When you look at your chosen scene with the naked eye, your brain quickly picks out subjects of interest. The camera however doesn’t discriminate – it captures everything that is in front of it, which can often lead to a cluttered and messy picture with no clear focal point if you're not paying attention to what is in front of you.
So what you need to do, is choose your subject, then select a focal length or camera viewpoint that makes it the centre of attention in the frame.
You can’t always keep other objects out of the picture, so try to keep them in the background or make them part of the story. Sometimes though simply moving a couple of feet - forward backwards or side to side may be enough to remove any unwanted distractions from an image though.
If you are trying to keep an image simple, then Silhouettes, textures and patterns are all subjects that work quite well as a simple composition.
However, when you’re shooting a large-scale scene it can be hard to know how big your subject should be in the frame, and how much you should zoom in by. Leaving too much empty space in a scene is the most widespread composition mistake.
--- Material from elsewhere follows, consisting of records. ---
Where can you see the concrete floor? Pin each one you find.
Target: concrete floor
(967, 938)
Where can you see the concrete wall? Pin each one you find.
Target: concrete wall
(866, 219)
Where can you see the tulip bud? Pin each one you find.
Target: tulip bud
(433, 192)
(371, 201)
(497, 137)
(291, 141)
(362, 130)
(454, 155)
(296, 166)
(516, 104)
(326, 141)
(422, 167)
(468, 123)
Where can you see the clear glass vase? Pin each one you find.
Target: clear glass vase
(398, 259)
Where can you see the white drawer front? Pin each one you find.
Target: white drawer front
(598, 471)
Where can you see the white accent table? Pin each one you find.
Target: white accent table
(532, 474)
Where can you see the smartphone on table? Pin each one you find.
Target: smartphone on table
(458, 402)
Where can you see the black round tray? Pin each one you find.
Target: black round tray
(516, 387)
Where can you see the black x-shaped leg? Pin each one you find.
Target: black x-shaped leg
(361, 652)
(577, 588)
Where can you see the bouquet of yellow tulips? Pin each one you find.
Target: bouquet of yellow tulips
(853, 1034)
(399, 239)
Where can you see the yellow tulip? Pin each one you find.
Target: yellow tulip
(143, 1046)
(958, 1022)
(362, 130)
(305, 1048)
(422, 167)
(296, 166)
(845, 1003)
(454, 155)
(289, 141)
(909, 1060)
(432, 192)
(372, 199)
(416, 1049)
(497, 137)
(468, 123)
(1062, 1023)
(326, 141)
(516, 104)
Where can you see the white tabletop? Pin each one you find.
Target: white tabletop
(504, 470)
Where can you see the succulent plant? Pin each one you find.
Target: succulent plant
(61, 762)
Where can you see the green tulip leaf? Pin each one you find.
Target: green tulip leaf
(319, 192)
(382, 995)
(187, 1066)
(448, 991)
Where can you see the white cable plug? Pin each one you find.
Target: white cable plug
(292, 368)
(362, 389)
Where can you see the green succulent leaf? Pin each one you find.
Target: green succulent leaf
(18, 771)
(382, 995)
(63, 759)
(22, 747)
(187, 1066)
It makes your subject smaller than it needs to be and can also leave viewers confused about what they’re supposed to be looking at. Remember distraction in a photograph isn't always caused by an object - sometimes it's caused by the lack of an object.....
To avoid these problems you could zoom in to fill the frame, or get closer to the subject in question - I prefer the getting closer to the subject option when it is an option - obviously this isn't always possible. The first approach flattens the perspective of the shot and makes it easier to control or exclude what’s shown in the background, but physically moving closer can give you a more interesting take on things and make you see alternative options for framing.
Zooming in may be the easy option, but it's not always the best option for the image.